Why "What Do You Do?" Is a Terrible Question

PIcture this: you just met someone new at a party, and they ask, "So, what do you do?" You start to answer, either stumbling through an ill-rehearsed elevator speech, or feeling excited and proud about a recent accomplishment, but as you talk, you notice ... that the person is not even really listening to you.

Like, their eyes are searching above your head, or darting from side to side, to see who else they can talk to that might be more entertaining than you. Or their responses are like, "Mmm..." and "Uh-huh..." and "Oh, that's interesting."

It's like when you turned in a 15-page final paper for college and put swear words in the middle to see whether or not your professor actually read it and then you got an A. So no, he didn't read it. Wait, that was just me.

This feeling of being boring sucks, right? It makes you feel dumb and frustrated. We've all been there.

But the problem isn't you. It's the question.

"What do you do?" is a lazy, unimaginative question. That's why it's typically the very first question people ask. Hell, it's easy to throw it out and see what sticks. You don't even have to really listen to the answer; you can just nod your head accordingly, and then you can box the person up in a way that makes it seem like you know something about who they are.

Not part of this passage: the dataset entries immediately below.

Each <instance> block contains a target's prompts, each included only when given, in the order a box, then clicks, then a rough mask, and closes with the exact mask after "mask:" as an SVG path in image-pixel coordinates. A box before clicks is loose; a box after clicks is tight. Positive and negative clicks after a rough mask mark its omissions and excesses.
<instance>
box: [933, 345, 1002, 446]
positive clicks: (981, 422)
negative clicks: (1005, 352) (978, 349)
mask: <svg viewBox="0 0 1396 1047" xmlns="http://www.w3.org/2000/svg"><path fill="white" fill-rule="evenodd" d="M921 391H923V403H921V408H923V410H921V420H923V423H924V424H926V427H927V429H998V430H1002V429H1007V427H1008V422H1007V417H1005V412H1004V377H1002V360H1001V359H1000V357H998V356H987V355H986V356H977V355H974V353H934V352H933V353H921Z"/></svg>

It feels that way when you're the one asking the question, of course. But think about when you're the one providing an answer -- does it really make you feel known? Or heard? Or understood?

Doubtful.

Saying, "So, what do you do?" is a terrible question for two reasons.

First of all, it's a rude assumption because it anticipates that the person answering the question has a job or an answer to the "do" part. If they are actually unemployed at the moment or recently fired or totally unsure about their passions, you're going to feel like a jerk for asking. 

Second, it's incorrect, because the phrasing (and the fact that it's normally the first thing out of a person's mouth) makes it seem like whatever you "do" is the most interesting, valuable piece of information about you.

(I mean, if you're a cage fighter with Siberian tigers, maybe that's true. So it can depend.)

For example, here's what I do, here are my titles: Senior Communications Marketing Specialist. Yoga Student. Yoga Teacher. Writer. Editor. Community College Instructor. Volunteer. Co-Chair. Runner. And so on.

Those are some of the things that I do. But if someone asked me who I am, I wouldn't answer with any of the above.

But often who we are influences what we do, right? Those aren't completely separate from one another. I'm a truth seeker and storyteller and believer, and that's why I pursue communications work and a yoga practice and relationships with such fervor. The things that I do shed light on who I am, which is ever-evolving.

So in some ways, yeah, who we are is directly correlated with what we do. Yet, our "doing" falls on a spectrum of fail/success, whereas, "our "being" does not.

I like to imagine people as giant slabs of crystal -- you know, the sparkling purplish blue geodes that were for sale in the gift shops during elementary school field trips to the museum. When you pick one up, and tilt it toward the right and the left, each facet glimmers differently.

What you do -- those are your facets. Who you are -- that's your light.

Remembering this difference seems especially useful at the beginning of a new year, when we make lists and resolutions about who we want to be. Then, when someone criticizes our effort or we fall short of a certain goal or completely dive off the wagon ... we feel like a failure. We feel like what we have been doing, or trying to do, is representative of who we are in full.

Brene Brown talks about this in Daring Greatly; she writes,

"Yes, it will be disappointing and difficult if your friends or colleagues don't share your enthusiasm, or if things don't go well, but this effort is about what you do, not who you are."

Once I started thinking about this, I couldn't stop. Instead of asking people what they did, I started saying, "tell me about yourself." The answers were noticeably different, and sometimes people would tell me about their job anyway, to which I would respond, "Cool. But ... What else do you care about? What's been the best part of your day? How are you feeling today?"

And guess what? I had better conversations. I listened more, and I could tell that my conversation partner felt seen and heard, at least a little bit, which made me feel good. 

I also started giving better answers, which made me feel more empowered in certain conversations. If I told someone who asked that I was a writer, and he or she didn't seem interested, it didn't feel personal. It was easier to think, "Ah, he/she probably doesn't care about writing very much. Oh well."

When you stop asking people what they do, you learn more about them. And when you stop acting like your place of employment or job title is the only or best piece of information you've got to offer, you are better able to articulate what you find most valuable about yourself. 

Give it a try. Ask better questions and give better answers.